171:10 ms 1.91 s serviceName: = tracingCodec. GetServiceName (request). 2.17 s 172: methodName := tracingCodec.GetMethodName(request)Copy the code
Optimization idea:
Since GetMetas has parsed headers once, you can pass in the headers that have been parsed. If headers has been parsed, you don’t need to parse any more, and refactor the interface name to one that returns a binary value, eliminating a call.
6. Optimize streamId type conversion
The performance is compared when the byte array and streamId are interrotated in Go.
Optimization idea:
In production code, try not to use ftt. Sprintf and FTt. Printf for type conversion and printing information. Strconv can be used to convert.
. 430ms 147: reqIDStr := fmt.Sprintf("%d", reqID)
60ms 4.10s 168: fmt.Printf("src=%s, len=%d, reqid:%v\n", streamID, reqIDStrLen, reqIDStr)
Copy the code
7. Optimize expensive system calls
When the MOSN decodes the Dubbo request, it will insert a copy of the remote host’s address in the header and fetch the remoteIp in the for loop, which is high system call overhead.
Optimization idea:
50ms 920ms 136: headers[strings.ToLower(protocol.MosnHeaderHostKey)] = conn.connection.RemoteAddr().String()
Copy the code
When retrieving remote addresses, cache remote IP values in streamConnection whenever possible and do not call RemoteAddr every time.
8. Optimize slice and map to trigger expansion and rehash
When the MOSN processes a Dubbo request, dataId is built based on interface, version, and grouping. Then the cluster is matched and default Slice and map objects are created. After performance diagnosis, This results in continuous allocate Slice and Grow map capacity comparison cost performance.
Optimization idea:
When using Slice and map, estimate the capacity as much as possible and use make(type, capacity) to specify the initial size.
9. Optimize Trace log level output
A lot of code in MOSN logs a lot of Trace and passes a lot of parameter values while processing logic.
Optimization idea:
Before calling Trace output, try to determine the log level.

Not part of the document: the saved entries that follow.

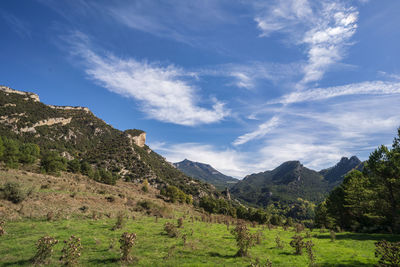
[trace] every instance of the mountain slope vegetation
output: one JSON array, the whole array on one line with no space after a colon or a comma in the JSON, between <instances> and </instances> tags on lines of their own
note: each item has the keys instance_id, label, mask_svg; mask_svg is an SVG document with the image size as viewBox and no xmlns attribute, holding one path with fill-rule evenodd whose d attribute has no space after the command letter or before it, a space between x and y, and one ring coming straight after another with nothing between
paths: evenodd
<instances>
[{"instance_id":1,"label":"mountain slope vegetation","mask_svg":"<svg viewBox=\"0 0 400 267\"><path fill-rule=\"evenodd\" d=\"M185 159L181 162L174 163L174 166L186 175L210 183L219 190L232 187L238 182L238 179L220 173L209 164Z\"/></svg>"}]
</instances>

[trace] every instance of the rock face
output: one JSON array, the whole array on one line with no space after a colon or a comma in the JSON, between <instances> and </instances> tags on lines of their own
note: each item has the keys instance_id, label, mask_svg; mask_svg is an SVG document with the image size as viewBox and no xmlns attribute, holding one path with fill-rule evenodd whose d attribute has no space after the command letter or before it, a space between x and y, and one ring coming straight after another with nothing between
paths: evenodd
<instances>
[{"instance_id":1,"label":"rock face","mask_svg":"<svg viewBox=\"0 0 400 267\"><path fill-rule=\"evenodd\" d=\"M344 176L353 169L362 169L362 162L356 156L352 156L350 159L343 157L335 166L321 170L319 173L329 183L340 183Z\"/></svg>"},{"instance_id":2,"label":"rock face","mask_svg":"<svg viewBox=\"0 0 400 267\"><path fill-rule=\"evenodd\" d=\"M36 127L39 126L51 126L54 124L61 124L61 125L67 125L71 123L72 118L50 118L47 120L41 120L35 123L32 127L24 127L19 129L20 132L23 133L36 133Z\"/></svg>"},{"instance_id":3,"label":"rock face","mask_svg":"<svg viewBox=\"0 0 400 267\"><path fill-rule=\"evenodd\" d=\"M14 90L14 89L11 89L10 87L3 86L3 85L0 85L0 90L2 90L5 93L8 93L8 94L25 95L27 97L26 100L32 99L35 102L40 102L39 96L37 94L34 94L34 93Z\"/></svg>"},{"instance_id":4,"label":"rock face","mask_svg":"<svg viewBox=\"0 0 400 267\"><path fill-rule=\"evenodd\" d=\"M138 147L144 147L144 145L146 144L146 133L141 133L138 136L134 136L132 137L135 145L137 145Z\"/></svg>"},{"instance_id":5,"label":"rock face","mask_svg":"<svg viewBox=\"0 0 400 267\"><path fill-rule=\"evenodd\" d=\"M90 112L90 109L86 107L71 107L71 106L54 106L54 105L47 105L50 108L53 109L62 109L62 110L83 110L85 112Z\"/></svg>"}]
</instances>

If there are multiple Trace calls, write as many strings as possible to BUF, then write the BUF contents to the log, and call Trace logging methods as little as possible.
Optimize Tracer, Log, and Metrics
During the rush period, the machine has high performance requirements. After performance diagnosis, Tracer, MOSN Log, and Cloud Metrics Log writing (IO operations) consume high performance.
Optimization idea:
The API is allowed to invoke these Feature switches by delivering the configuration through the configuration center or adding a large speed switch.
/api/v1/downgrade/on
/api/v1/downgrade/off
Copy the code
Optimize route header parsing
Before performing routing in AN MOSN, you need to perform a lot of header map access, such as LDC and ANTVIP logic judgment. Commercial or open source MOSN does not need these logic, which also consumes some overhead.
Optimization idea:
If the logic is on the cloud, the logic of the internal MOSN does not run.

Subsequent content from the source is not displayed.